Causes of Drug Induced Lupus
Medications used for treating hypertension or high blood pressure such as hydralazine, captopril and methyldopa can trigger lupus. People who are slow acetylaters have a higher risk of developing lupus following intake of these drugs.
Slow acetylation, by boosting the drug level in the blood, stimulates toxic reactions that may affect the immune system, leading to lupus. The risk of developing lupus is also higher in people with HLA-DR4, a genetic marker of autoimmune arthritis.
Drugs For Treating Arrhythmia
Drugs used for treating arrhythmia or irregular heartbeat can also cause lupus. Drug-induced lupus may develop by taking the antiarrhythmics for three months to two years.The risk of developing lupus following intake of antiarrhythmics is higher in people who metabolize the drug slowly, which increases the risk of adverse reactions. Risk of developing lupus is also higher in people who are susceptible to autoimmune disorders owing to genetic factors.

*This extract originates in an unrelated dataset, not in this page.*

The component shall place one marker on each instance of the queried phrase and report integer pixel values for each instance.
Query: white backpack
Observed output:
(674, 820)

Certain antibiotics can trigger lupus. Antibiotics that are usually associated with drug-induced lupus are isoniazid and minocycline. About 1% of people on isoniazid develop lupus-like symptoms, whereas positive antinuclear antibodies are found in the blood of about 22% people on this antibiotic medication. Studies suggest that a reactive metabolite produced following oxidation of these antibiotics is responsible for inducing lupus-like reactions.
Anticonvulsant drugs such as carbamazepine, valproate, hydantoins and ethosuximide can cause lupus. Studies suggest that children on long-term anticonvulsant therapy have a higher risk of developing lupus. They tend to have higher levels of antinuclear antibodies that increase their risk of developing the autoimmune disorder.
However, the exact mechanism through which the antinuclear antibodies are produced following intake of anticonvulsant drugs is not known.
The antipsychotic medication chlorpromazine may trigger symptoms of lupus. According to studies, presence of certain genetic factors tends to increase the risk of developing lupus in psychiatric patients on chlorpromazine. People with HLA-DR7 antigen are especially vulnerable to chlorpromazine-induced lupus.
Cholesterol reducing drugs statins, especially, the second generation medications such as atorvastatin and simvastatin, can cause lupus. Prolonged use of these drugs tends to increase the risk of autoimmune disorders. Studies suggest that affect of statins on the immune cells T lymphocytes may trigger abnormal immune response, leading to lupus.